Keycloak stands as a prevalent Identity and Access Management (IAM) tool, frequently embraced by customers for its open-source nature and robust functionalities. It has evolved into an industry standard for clients preferring self-hosted IAM solutions over SaaS alternatives like Okta or Azure AD for their Single Sign-On (SSO) necessities.
Being a seasoned Kubernetes practitioner, what if we simply adjust the Keycloak deployment to have 2 or more replicas to achieve HA? Shouldn’t it be pretty straightforward? — Umm .. Well, the answer is NO!
Problem with Just Increasing the replicas?
Out of the box, Keycloak isn’t configured to be deployed with multiple replicas in any environment, let alone in a Kubernetes cluster. By default, Keycloak assumes it’s a Standalone Instance without any knowledge of other Keycloak instances that may be running around it.
It uses a backend database that stores user information and data about your organization, and you set Keycloak to pull from it. If an instance of Keycloak (pod) goes down, Kubernetes spins a new one up and it retrieves the information from the database as normal and keeps on going.
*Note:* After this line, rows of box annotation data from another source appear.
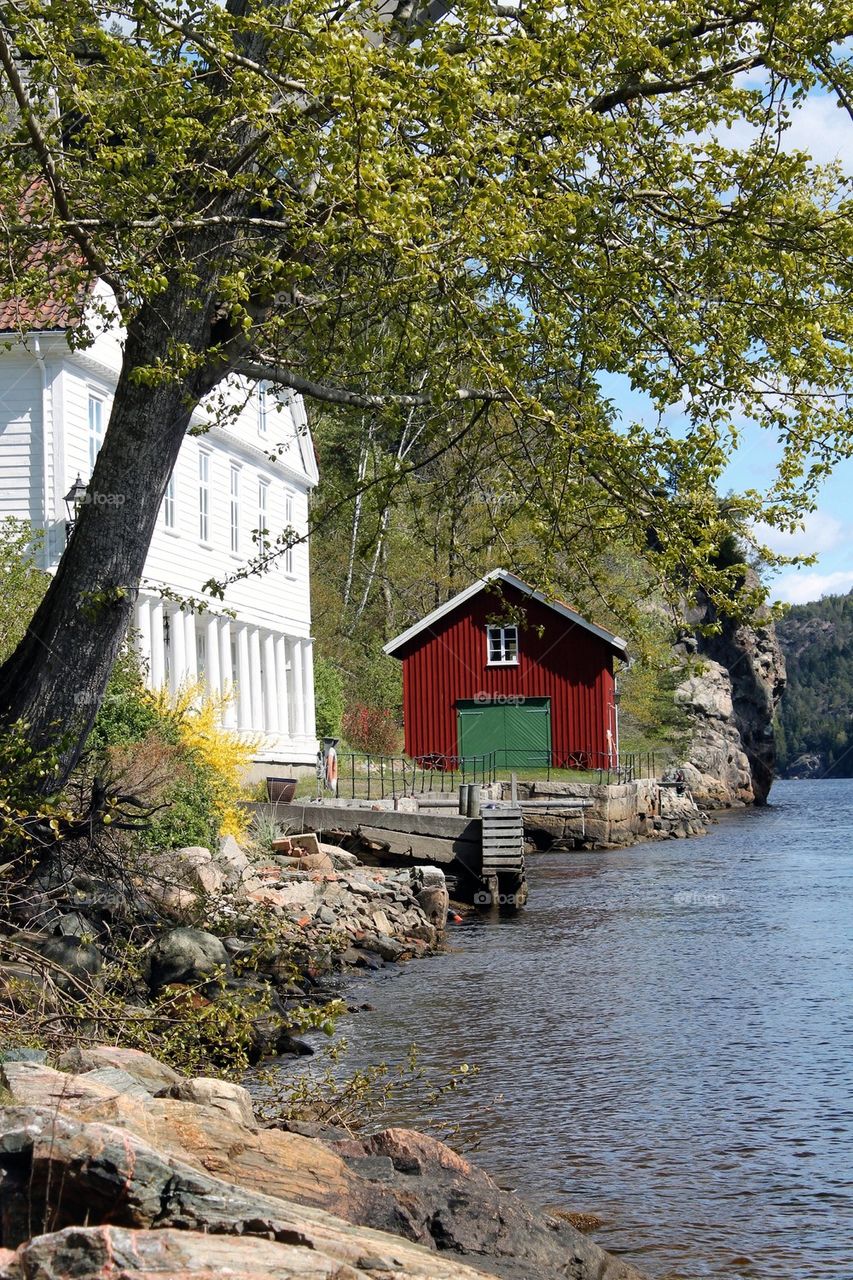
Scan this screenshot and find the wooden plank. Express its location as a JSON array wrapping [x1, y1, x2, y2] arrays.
[[246, 800, 482, 844], [356, 823, 480, 865]]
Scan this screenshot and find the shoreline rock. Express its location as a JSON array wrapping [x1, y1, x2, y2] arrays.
[[0, 1050, 642, 1280]]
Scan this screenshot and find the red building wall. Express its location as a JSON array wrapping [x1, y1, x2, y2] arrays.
[[401, 585, 613, 765]]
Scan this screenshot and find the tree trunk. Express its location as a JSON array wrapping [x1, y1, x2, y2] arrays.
[[0, 288, 220, 787]]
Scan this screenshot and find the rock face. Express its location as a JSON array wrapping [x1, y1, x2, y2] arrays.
[[676, 586, 785, 809], [0, 1050, 642, 1280]]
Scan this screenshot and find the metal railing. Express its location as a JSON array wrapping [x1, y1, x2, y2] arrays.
[[338, 748, 663, 800], [338, 751, 497, 800]]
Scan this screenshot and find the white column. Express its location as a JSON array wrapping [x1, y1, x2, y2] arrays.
[[169, 609, 187, 694], [291, 640, 305, 737], [219, 618, 237, 728], [275, 636, 291, 737], [151, 600, 165, 689], [264, 631, 280, 733], [248, 627, 264, 730], [178, 613, 199, 685], [237, 626, 252, 728], [205, 617, 222, 718], [302, 640, 316, 737], [133, 596, 151, 685]]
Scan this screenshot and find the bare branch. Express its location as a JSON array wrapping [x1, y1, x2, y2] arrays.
[[0, 27, 126, 306], [232, 360, 510, 408]]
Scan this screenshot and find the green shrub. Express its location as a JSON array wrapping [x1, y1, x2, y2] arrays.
[[314, 658, 343, 737], [0, 516, 50, 662]]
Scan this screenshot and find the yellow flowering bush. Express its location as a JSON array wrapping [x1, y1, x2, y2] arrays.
[[147, 681, 256, 838]]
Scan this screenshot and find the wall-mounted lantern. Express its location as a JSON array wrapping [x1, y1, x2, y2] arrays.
[[63, 475, 88, 541]]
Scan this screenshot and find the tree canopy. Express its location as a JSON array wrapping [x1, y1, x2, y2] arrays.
[[0, 0, 853, 762]]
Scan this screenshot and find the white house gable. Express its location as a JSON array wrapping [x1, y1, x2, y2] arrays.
[[0, 291, 318, 764]]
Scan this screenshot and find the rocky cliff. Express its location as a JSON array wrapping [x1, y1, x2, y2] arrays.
[[675, 586, 785, 809]]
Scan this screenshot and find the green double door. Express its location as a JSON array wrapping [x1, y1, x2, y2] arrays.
[[456, 698, 551, 769]]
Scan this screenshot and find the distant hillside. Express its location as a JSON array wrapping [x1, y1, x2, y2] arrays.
[[776, 591, 853, 778]]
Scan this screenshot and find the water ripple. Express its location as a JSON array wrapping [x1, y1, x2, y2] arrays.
[[307, 782, 853, 1280]]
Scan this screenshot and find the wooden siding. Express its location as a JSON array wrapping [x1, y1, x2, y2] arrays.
[[401, 586, 613, 764]]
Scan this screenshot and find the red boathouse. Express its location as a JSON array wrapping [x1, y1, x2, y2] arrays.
[[384, 568, 626, 769]]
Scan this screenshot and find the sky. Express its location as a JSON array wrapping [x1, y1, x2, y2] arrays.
[[602, 85, 853, 604]]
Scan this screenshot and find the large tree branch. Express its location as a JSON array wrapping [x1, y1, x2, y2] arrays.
[[232, 358, 510, 408], [589, 54, 767, 114]]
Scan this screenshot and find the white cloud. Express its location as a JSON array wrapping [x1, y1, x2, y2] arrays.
[[783, 93, 853, 173], [715, 93, 853, 174], [771, 568, 853, 604], [754, 511, 853, 556]]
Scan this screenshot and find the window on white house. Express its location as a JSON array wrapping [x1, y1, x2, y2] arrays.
[[231, 462, 240, 554], [199, 449, 210, 543], [284, 493, 293, 575], [257, 383, 269, 435], [257, 480, 269, 547], [88, 392, 104, 472], [163, 471, 175, 529], [163, 611, 172, 687], [196, 631, 207, 680], [485, 627, 519, 667]]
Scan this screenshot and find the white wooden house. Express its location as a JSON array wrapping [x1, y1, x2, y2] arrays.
[[0, 285, 318, 764]]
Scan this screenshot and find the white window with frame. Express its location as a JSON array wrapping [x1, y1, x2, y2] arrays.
[[485, 627, 519, 667], [196, 631, 207, 680], [88, 392, 104, 474], [257, 480, 269, 547], [284, 493, 296, 577], [163, 471, 177, 531], [257, 383, 269, 435], [199, 449, 210, 543], [231, 462, 240, 556]]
While most data is stored in your backend database, there are a couple of pieces of important data that are stored in an internal Infinispan Cache inside each pod, like ***user authentication sessions. With our load balancer in front, if a user that was already authenticated was somehow directed to the other Keycloak pod, that pod would have no authentication data for them and force them to log in again.***
Infinispan is an open-source in-memory data grid that offers flexible deployment options and robust capabilities for storing, managing, and processing data. It provides a key/value data store that can hold all types of data, from Java objects to plain text, and also distributes your data across elastically scalable clusters to guarantee high availability and fault tolerance, whether you use Infinispan as a volatile cache or a persistent data store.
Setting up Keycloak High Availability
Multi-site deployments
Keycloak supports deployment that consists of multiple Keycloak instances that connect to forma Standalone Cluster *(multi-site deployment)*, using its embedded Infinispan Cache; loadbalancer can distribute the load evenly across those instances. Those setups are intended for a transparent network on a single site, but it entails an additional effort in tailoring deployments to achieve HA.
Deployment, Data storage, and Caching
Two independent Keycloak instances running on different sites are connected with a low-latency network connection. Users, realms, clients, offline sessions, and other entities are stored in a database that is replicated synchronously across the two sites. The data is also cached in the Keycloak embedded Infinispan as local caches. When the data is changed in one Keycloak instance, that data is updated in the database, and an invalidation message is sent to the other site using the replicated work cache.
Architecture Diagram
Essentially, this setup allows multiple Keycloak instances to be made aware of each other so that the Infinispan Cache can be retrieved and shared by multiple instances of Keycloak. It has multiple ways of doing this:
Keycloak Clustering is based on the discovery protocols of JGroups (Keycloak uses Infinispan cache and Infinispan uses JGroups to discover nodes).
On the Kubernetes cluster, we are going to use KUBE\_PING as JGroups discovery protocol. These will discover how many containers are running in that namespace. It will get pod details using JGroups properties and it will sync up with each pod and also cache between one container to another using Infinispan concepts.
Steps to Make Keycloak HA
The following steps allow us to make a Keycloak run in HA mode:
Running Keycloak in Standalone clustered mode[Multi-site deployment]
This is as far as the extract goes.